Children’s physical health and economic security have substantially improved, and preschool enrollment has grown dramatically. While other factors have presented increased challenges — broken homes and students whose native language isn’t English are more common — these changes have been more than offset by ongoing improvements in children’s well-being.
North Dakota, Maine, New Hampshire, Vermont and South Dakota have the most teachable (least disadvantaged) students. Louisiana, Texas, Arizona, New Mexico and the District of Columbia have the hardest-to-teach kids.

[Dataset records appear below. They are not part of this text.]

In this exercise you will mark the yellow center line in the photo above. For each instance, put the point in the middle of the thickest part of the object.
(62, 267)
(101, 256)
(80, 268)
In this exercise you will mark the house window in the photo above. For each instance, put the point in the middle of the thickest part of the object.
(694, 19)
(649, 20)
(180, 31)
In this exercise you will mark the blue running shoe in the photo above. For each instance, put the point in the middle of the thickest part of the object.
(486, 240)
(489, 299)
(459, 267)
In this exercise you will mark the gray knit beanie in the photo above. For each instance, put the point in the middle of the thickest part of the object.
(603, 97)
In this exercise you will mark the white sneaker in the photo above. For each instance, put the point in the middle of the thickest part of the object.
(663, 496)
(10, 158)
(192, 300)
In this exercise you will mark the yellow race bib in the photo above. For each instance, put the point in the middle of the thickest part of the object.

In looking at academic outcomes relative to “teachability,” the study found “states with more school choice or stronger accountability testing demonstrate better school performance.” Montana, Colorado, Kansas, Texas, and North Carolina rank best on the School Performance Index; California, Alabama, Mississippi, Hawaii and the District of Columbia are the goats.
Utah, Idaho, Oklahoma, Kentucky, and Arkansas get the most performance for the buck. Lowest on the School Efficiency Index were Alaska, New York, Connecticut, New Jersey and the District of Columbia.
Of course, there have to be many ways to weigh students’ disadvantages.